De façon précaire ? Probablement. Le CDD tremplin, mis en place pour faciliter le retour à l’emploi dans le milieu ordinaire, a fait des heureux : « Ça nous permet de prendre des risques en recrutement, en embauchant des candidats inexpérimentés, ou peu formés », explique Claire Sala-Angeli, la responsable du recrutement de l’agence de communication Les Papillons de jour, qui en a signé cinq cette année. Les contrats courts sont en hausse. Mais les contrats durables sont en baisse, et le chômage de longue durée continue de progresser.
La donne a changé. Le mot d’ordre est double : retour à l’emploi et intégration dans le « milieu ordinaire ». « Avant on nous demandait de créer de l’emploi durable, désormais la demande est de réduire le chômage en concrétisant 40 000 mises en emploi d’ici à 2022, en échange de la pérennité de notre modèle d’entreprises adaptées », explique Sylvain Couthier, président du groupe ATF. Ces entreprises sont subventionnées pour embaucher majoritairement des personnes en situation de handicap et les former pour les ramener vers les entreprises « ordinaires ».
L’importance de l’adaptation au poste
Le donneur d’ordre demande un profil – technicien informatique, administrateur paie –, et l’entreprise adaptée forme le candidat. « Cela ouvre de nouvelles perspectives. Mais le vrai changement est que, dans la formation à mettre en place, on précise la fiche de poste tâche par tâche pour s’adapter à la personne », explique M. Couthier.
Car, après avoir mis le pied dans la porte de l’entreprise, la clé du maintien en emploi, c’est l’adaptation au poste. Les tâches impossibles à un aveugle ne posent pas de problème à un sourd, et pour un handicap évolutif l’adaptation est permanente.
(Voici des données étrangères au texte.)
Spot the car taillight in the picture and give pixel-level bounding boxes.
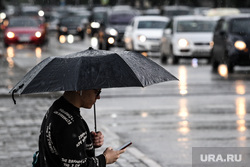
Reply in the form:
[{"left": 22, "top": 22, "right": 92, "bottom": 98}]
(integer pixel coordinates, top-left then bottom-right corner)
[
  {"left": 7, "top": 31, "right": 15, "bottom": 38},
  {"left": 35, "top": 31, "right": 42, "bottom": 38},
  {"left": 234, "top": 41, "right": 247, "bottom": 50}
]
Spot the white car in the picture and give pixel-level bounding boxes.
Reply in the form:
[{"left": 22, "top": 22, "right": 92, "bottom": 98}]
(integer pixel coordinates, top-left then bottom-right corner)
[
  {"left": 124, "top": 16, "right": 170, "bottom": 52},
  {"left": 160, "top": 15, "right": 218, "bottom": 64}
]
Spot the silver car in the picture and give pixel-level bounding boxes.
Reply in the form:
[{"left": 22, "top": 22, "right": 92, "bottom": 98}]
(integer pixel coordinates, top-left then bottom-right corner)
[{"left": 160, "top": 15, "right": 218, "bottom": 64}]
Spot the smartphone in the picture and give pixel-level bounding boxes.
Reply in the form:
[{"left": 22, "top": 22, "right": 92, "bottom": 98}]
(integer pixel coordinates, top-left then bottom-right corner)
[{"left": 117, "top": 141, "right": 132, "bottom": 150}]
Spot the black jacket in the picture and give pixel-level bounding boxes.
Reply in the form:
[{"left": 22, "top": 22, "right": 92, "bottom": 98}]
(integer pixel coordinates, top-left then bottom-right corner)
[{"left": 39, "top": 97, "right": 106, "bottom": 167}]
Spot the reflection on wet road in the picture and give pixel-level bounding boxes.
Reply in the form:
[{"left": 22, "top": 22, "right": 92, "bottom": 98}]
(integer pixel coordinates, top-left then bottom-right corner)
[
  {"left": 0, "top": 34, "right": 250, "bottom": 167},
  {"left": 94, "top": 65, "right": 250, "bottom": 167}
]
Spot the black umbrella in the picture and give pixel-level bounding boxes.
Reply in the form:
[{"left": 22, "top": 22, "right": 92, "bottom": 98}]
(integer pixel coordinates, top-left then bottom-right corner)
[{"left": 10, "top": 48, "right": 178, "bottom": 130}]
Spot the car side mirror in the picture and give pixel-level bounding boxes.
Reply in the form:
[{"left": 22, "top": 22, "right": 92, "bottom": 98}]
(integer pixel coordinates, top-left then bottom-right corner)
[
  {"left": 126, "top": 26, "right": 133, "bottom": 31},
  {"left": 164, "top": 28, "right": 172, "bottom": 35},
  {"left": 220, "top": 30, "right": 226, "bottom": 36}
]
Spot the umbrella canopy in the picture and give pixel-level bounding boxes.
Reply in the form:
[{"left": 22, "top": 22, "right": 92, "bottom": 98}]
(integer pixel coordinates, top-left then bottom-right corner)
[{"left": 10, "top": 48, "right": 178, "bottom": 95}]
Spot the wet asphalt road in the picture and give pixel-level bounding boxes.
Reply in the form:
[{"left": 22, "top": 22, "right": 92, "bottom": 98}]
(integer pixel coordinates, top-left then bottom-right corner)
[{"left": 0, "top": 33, "right": 250, "bottom": 167}]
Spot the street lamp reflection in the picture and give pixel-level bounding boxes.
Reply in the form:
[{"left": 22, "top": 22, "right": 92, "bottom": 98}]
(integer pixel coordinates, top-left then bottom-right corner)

Le rôle de l’accompagnement au sein de l’entreprise est donc essentiel. C’est grâce à un dispositif expérimental d’« emploi accompagné » lancé dans le cadre de la loi travail de 2016, que Victoria Lahouel, hypersomniaque, a trouvé une place stable. Après des tests neuropsychologiques et accompagnée dans l’entreprise par un référent handicap, elle est enfin en CDI en horaires aménagés à vingt-cinq heures par semaine. « Avant, je me débrouillais toute seule, mais l’hypersomnie, c’était compliqué à expliquer aux employeurs. “Ce sont des grosses conneries”, m’a-t-on dit. Les employeurs ne me gardaient pas. Pourtant je peux travailler normalement », souligne-t-elle. En 2019, le dispositif « emploi accompagné » n’a profité qu’à quelque 2 000 élus sur quelque 507 600 demandeurs d’emploi.